Bereits Ende Janu­ar 2015 wur­de die Schlie­ßung des Senio­ren­wohn­zen­trums „Haus Dot­ten­dorf“ von der Stadt Bonn ver­an­lasst. Grund waren erheb­li­che Män­gel im Per­so­nal­ein­satz sowie in der Pfle­ge, sodass inner­halb kür­zes­ter Zeit zahl­rei­che Bewoh­ner in ande­ren Ein­rich­tun­gen unter­ge­bracht wer­den muss­ten.
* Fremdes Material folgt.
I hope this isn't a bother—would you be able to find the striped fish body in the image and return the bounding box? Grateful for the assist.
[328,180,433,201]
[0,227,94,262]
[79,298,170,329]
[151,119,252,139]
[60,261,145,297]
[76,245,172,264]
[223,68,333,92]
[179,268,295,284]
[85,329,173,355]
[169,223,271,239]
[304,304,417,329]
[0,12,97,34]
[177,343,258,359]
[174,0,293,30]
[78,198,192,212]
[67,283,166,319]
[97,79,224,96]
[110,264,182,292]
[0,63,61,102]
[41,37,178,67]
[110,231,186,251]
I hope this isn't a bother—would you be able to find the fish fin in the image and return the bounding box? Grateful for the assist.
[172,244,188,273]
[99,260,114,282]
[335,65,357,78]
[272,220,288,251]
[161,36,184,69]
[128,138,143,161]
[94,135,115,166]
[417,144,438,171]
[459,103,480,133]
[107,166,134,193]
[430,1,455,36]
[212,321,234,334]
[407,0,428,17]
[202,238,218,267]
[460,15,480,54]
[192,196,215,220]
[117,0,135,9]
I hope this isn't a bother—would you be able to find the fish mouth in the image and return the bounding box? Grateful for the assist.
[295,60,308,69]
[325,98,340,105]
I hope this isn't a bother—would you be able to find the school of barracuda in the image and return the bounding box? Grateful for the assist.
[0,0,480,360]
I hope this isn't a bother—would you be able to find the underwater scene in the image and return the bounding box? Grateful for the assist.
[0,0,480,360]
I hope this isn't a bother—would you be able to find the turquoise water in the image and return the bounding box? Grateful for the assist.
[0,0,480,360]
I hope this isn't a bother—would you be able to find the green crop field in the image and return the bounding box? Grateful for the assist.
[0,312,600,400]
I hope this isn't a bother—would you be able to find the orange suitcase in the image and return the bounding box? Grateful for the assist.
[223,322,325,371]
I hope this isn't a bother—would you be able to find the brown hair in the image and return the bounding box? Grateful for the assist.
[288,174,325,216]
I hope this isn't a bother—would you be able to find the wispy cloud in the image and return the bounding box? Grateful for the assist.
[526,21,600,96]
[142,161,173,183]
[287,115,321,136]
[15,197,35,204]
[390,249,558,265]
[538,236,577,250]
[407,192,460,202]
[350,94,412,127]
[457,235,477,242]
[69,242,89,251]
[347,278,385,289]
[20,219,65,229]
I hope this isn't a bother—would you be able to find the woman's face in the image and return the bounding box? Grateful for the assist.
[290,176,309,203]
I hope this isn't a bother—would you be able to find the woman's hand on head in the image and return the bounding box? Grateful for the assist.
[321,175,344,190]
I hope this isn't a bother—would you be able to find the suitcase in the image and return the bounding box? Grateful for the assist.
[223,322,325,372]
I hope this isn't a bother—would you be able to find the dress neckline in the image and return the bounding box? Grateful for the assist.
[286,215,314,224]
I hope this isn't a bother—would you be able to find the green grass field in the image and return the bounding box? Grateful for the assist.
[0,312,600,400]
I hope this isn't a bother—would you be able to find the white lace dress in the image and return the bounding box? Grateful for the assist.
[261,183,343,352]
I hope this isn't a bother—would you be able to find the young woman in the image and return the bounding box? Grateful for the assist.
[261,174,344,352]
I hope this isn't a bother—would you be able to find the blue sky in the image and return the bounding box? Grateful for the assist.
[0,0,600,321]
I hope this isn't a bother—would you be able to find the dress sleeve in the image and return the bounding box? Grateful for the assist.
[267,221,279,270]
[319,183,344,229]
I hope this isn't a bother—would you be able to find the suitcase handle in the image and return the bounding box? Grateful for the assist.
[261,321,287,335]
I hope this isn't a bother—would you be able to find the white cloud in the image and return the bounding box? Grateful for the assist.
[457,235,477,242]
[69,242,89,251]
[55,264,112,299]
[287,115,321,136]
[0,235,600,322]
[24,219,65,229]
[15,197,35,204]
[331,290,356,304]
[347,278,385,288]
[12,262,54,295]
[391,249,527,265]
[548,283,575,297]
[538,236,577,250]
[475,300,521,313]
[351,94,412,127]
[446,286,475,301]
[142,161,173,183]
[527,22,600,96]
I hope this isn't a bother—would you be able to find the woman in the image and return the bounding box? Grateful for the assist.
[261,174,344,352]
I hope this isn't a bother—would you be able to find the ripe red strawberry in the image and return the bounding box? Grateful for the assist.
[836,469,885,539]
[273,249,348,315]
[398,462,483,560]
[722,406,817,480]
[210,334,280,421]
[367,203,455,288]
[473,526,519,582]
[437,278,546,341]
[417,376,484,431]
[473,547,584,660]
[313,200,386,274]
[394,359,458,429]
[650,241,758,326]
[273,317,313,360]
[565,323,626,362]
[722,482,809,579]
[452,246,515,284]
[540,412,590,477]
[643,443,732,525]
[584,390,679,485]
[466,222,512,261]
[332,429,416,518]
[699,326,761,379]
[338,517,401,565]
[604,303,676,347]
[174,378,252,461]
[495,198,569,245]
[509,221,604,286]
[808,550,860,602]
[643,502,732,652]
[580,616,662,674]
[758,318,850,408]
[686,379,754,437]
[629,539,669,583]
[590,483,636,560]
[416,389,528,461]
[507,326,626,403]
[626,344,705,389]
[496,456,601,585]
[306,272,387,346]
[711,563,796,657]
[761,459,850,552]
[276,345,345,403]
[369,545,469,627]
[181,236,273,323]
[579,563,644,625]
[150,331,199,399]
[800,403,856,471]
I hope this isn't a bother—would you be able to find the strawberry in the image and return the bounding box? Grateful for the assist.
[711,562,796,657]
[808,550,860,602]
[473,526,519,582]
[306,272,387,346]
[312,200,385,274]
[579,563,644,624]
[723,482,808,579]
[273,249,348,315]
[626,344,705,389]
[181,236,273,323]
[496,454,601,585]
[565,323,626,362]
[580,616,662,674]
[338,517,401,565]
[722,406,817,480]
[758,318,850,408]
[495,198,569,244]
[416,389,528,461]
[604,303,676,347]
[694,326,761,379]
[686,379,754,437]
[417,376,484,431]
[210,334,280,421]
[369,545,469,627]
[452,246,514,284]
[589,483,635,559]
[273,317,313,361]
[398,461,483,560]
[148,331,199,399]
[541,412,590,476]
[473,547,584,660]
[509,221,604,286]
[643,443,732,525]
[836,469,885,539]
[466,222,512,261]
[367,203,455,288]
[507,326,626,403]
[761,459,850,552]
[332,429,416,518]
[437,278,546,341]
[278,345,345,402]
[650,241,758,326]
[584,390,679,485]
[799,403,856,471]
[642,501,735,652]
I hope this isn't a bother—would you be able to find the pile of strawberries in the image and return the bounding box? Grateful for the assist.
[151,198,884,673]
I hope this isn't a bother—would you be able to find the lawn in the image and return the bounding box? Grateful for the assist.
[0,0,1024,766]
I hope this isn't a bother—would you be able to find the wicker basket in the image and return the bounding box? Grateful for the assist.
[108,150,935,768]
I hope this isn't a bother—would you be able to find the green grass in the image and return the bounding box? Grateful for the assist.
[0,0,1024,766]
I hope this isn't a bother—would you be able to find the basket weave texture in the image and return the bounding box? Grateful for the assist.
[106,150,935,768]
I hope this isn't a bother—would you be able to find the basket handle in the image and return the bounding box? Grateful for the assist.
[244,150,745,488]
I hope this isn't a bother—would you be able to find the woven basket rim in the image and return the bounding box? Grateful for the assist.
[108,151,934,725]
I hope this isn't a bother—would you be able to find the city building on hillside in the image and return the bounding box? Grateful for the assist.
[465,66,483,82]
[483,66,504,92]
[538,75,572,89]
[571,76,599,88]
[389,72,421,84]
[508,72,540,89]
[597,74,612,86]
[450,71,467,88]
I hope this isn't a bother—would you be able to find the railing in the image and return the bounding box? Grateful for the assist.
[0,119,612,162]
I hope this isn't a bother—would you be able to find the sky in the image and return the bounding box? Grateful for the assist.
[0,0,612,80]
Gegen den Beschluss der Stadt Bonn hat­te die Betrei­be­rin Kla­ge erho­ben, das Ver­wal­tungs­ge­richt Köln hat­te die Ver­fü­gun­gen der Stadt Bonn aller­dings in zwei Urtei­len bestä­tigt – das Kla­ge­be­geh­ren der Betrei­be­rin war also erfolg­los (Az.: 22 K 405/15 und Az.: 22 K 574/15).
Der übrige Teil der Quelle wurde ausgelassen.